I dont have an answer for why. Just it has. I live in a major city in the midwest and its wild how often I see people drive with zero regard for anyone else.
Running red lights and almost hitting someone, cutting people off, swerving in traffic erratically to be faster. Its honestly scary some days.
My anecdote is remarkably similar. I worked from home for a couple months, then had to mask up for a couple of service calls on essential production lines... There was a massive step function between late February in 2020 and May 2020 on the roads from Michigan to Indiana and back. Coworkers and customers who told me they used to go 79mph in the left lane (because it was unlikely to earn a cheap 2-point ticket instead of 81+ which was a more probable and more expensive 4-point ticket) but now bragged about driving 90+ or hitting "triple digits". It was kind of like talking to a religious fundamentalist who can't understand how unbelievers restrain themselves without the Ten Commandments and threat of torture in the afterlife providing consequences for theft, murder, and adultery. I've never gotten a ticket and had no idea what the penalties were, the legal consequences were never a part of my reason for not driving unsafely.
Speed limits and traffic enforcement had been fully suspended, and people drove however they wanted to. It also felt like there was some griping about being part of the unlucky few who had to risk their lives for the sake of those who got to stay home in safety and comfort with all their necessities delivered.
My brother-in-law's laughing response to my description of my service call drive is etched in my memory. He'd been massively busy delivering pizzas, and after hearing about how I'd had my doors blown off, he said "Welcome to the apocalypse, we drive fast now!"
I'm acutely aware of it as a bike commuter. It has saved my neck on a few occasions in the past three years since I have adopted the assumption that everyone in a vehicle is intentionally trying to kill me.
It seems like it's a combo of impatience + lapses in attention more than anything else, but something has to be fueling it because it is consistently worse now than it has ever been in my 15 years of biking for transport.

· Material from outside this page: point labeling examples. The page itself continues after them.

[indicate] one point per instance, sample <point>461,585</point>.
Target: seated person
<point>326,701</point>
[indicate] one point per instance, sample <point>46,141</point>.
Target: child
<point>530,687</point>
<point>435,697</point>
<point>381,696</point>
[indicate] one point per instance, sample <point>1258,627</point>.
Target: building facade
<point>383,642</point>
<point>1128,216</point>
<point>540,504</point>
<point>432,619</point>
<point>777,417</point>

Pre-emptive braking with the right of way has saved my ass more times that I can count.
I can't believe we are blaming this ENTIRELY on drivers... with people in the comments even claiming that the quality of drivers has gone done because work from home has put more poor people on the road.

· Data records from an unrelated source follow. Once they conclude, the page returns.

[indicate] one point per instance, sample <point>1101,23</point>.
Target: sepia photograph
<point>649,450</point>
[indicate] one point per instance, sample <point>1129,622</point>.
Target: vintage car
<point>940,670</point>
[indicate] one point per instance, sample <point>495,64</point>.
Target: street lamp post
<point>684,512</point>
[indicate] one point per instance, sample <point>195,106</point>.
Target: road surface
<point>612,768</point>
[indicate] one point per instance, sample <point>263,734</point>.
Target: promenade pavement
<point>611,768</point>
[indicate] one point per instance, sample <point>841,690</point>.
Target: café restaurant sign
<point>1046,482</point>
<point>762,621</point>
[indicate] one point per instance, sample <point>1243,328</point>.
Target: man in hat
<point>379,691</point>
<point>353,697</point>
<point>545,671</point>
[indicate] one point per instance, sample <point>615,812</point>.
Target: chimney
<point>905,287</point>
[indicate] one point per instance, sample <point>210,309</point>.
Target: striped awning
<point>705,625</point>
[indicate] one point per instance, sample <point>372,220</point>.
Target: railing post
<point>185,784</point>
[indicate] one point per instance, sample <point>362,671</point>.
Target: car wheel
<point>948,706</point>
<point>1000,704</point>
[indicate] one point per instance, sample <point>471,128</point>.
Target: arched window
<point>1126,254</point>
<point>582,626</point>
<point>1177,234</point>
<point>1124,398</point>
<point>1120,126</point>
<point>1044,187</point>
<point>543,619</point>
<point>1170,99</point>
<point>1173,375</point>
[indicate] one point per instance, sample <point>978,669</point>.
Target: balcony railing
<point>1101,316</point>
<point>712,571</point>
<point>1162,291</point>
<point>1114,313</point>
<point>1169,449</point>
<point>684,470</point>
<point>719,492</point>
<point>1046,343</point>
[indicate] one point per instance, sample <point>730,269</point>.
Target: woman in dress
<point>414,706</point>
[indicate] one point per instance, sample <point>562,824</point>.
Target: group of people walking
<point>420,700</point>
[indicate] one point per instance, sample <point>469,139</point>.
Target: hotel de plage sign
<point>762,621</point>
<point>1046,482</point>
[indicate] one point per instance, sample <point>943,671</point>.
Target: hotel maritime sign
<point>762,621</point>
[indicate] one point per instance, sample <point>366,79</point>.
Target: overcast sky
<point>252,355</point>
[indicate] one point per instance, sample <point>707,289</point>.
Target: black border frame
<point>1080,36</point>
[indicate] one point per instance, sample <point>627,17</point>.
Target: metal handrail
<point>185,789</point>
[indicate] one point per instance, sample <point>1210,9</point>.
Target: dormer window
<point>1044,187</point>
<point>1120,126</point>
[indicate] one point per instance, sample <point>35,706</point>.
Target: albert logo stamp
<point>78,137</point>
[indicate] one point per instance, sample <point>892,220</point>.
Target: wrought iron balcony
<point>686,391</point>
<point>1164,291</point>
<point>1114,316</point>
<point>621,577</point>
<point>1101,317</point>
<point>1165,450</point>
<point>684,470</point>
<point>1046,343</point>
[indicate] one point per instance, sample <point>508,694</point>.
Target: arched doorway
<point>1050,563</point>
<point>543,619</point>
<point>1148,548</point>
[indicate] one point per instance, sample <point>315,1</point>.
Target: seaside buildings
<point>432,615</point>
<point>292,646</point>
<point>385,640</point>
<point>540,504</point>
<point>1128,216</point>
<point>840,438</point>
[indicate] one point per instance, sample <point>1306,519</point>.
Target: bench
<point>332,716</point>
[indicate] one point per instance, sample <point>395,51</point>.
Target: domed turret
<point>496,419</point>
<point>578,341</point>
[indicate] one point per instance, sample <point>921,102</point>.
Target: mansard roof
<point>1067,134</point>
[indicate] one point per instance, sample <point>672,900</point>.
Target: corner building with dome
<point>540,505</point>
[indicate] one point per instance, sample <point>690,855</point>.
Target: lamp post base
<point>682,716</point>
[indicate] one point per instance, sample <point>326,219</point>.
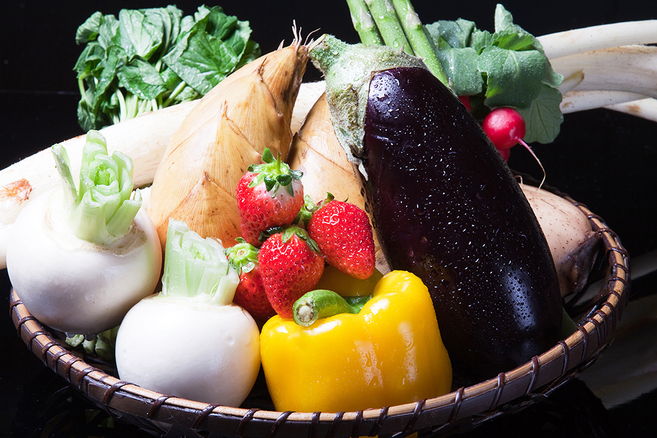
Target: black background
<point>604,159</point>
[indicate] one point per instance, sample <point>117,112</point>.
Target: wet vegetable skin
<point>447,208</point>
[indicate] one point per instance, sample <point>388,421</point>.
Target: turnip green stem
<point>196,268</point>
<point>102,209</point>
<point>322,303</point>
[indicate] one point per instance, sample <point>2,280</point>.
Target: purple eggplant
<point>446,207</point>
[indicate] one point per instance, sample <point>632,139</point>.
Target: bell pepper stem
<point>322,303</point>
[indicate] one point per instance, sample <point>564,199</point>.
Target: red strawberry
<point>290,265</point>
<point>344,235</point>
<point>268,195</point>
<point>250,293</point>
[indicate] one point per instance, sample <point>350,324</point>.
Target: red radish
<point>505,127</point>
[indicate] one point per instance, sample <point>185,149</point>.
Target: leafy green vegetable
<point>149,59</point>
<point>504,68</point>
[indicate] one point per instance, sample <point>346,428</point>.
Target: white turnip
<point>80,258</point>
<point>190,340</point>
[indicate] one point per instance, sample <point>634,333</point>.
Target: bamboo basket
<point>464,408</point>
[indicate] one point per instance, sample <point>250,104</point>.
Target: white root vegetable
<point>587,39</point>
<point>572,242</point>
<point>143,138</point>
<point>190,340</point>
<point>575,101</point>
<point>644,108</point>
<point>80,258</point>
<point>625,68</point>
<point>75,286</point>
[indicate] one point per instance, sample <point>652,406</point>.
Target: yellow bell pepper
<point>389,353</point>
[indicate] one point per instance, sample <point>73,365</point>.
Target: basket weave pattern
<point>462,409</point>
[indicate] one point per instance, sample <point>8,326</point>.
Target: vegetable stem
<point>196,268</point>
<point>101,209</point>
<point>417,37</point>
<point>385,17</point>
<point>364,23</point>
<point>322,303</point>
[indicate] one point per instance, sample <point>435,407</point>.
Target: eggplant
<point>446,207</point>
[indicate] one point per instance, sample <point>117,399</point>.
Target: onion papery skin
<point>75,286</point>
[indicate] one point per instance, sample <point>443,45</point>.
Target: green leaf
<point>151,58</point>
<point>460,66</point>
<point>514,78</point>
<point>109,34</point>
<point>141,79</point>
<point>543,117</point>
<point>88,31</point>
<point>141,32</point>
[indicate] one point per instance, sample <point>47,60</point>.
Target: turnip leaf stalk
<point>103,208</point>
<point>196,268</point>
<point>190,340</point>
<point>80,257</point>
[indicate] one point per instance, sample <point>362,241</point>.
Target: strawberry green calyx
<point>323,303</point>
<point>274,173</point>
<point>243,256</point>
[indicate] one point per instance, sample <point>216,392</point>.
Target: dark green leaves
<point>504,68</point>
<point>152,58</point>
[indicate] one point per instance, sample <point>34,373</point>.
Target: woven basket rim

Just look at the pedestrians you pass on your next drive. Count how many of them are looking at their phone while walking. I just did this and it was 4/10. I think Pedestrian behavior and awareness *might be a little different than it was 40 years ago as well.
We're blaming drivers because it's a core responsibility of driving to not injure or kill people with your vehicle.
There's no corresponding responsibility inherent in walking. In fact many people who walk also have other statuses or impairments that prevent them from fully perceiving the world they are walking through, such as blindness or being a child.
It is the driver's obligation to ensure the safety of the people around which they choose to operate their vehicle, regardless of their awareness or behavior.
If you are worried that a pedestrian might step in front of your car, then the onus is upon you to drive even slower than you already are. The speed limit is a maximum in urban environments. You're free to go slower, if that's what's required, and by your own admission it seems to be.
Yes people glance at their phone while walking. Just like drivers glance at their phone while driving (or fiddle with those stupid touch-screens that are ubiquitous now).
But just like there aren't many drivers who would stare intently at their phone while driving through a busy intersection, there aren't many pedestrians that will stare intently at a phone while crossing a busy street. It's simple self-perservation.
Also, phones have been around for ages now. Pedestrians are being hit and killed at a higher rate since the pandemic started, not since the wide adoption of cellphone technology.
Look at pedestrians? Look at drivers. Many many drivers will text, talk, or use their phones constantly. Considering that the driver is the one operating the dangerous machine, their attentiveness is much more important
Running red lights and almost hitting someone, cutting people off, swerving in traffic erratically to be faster. Its honestly scary some days.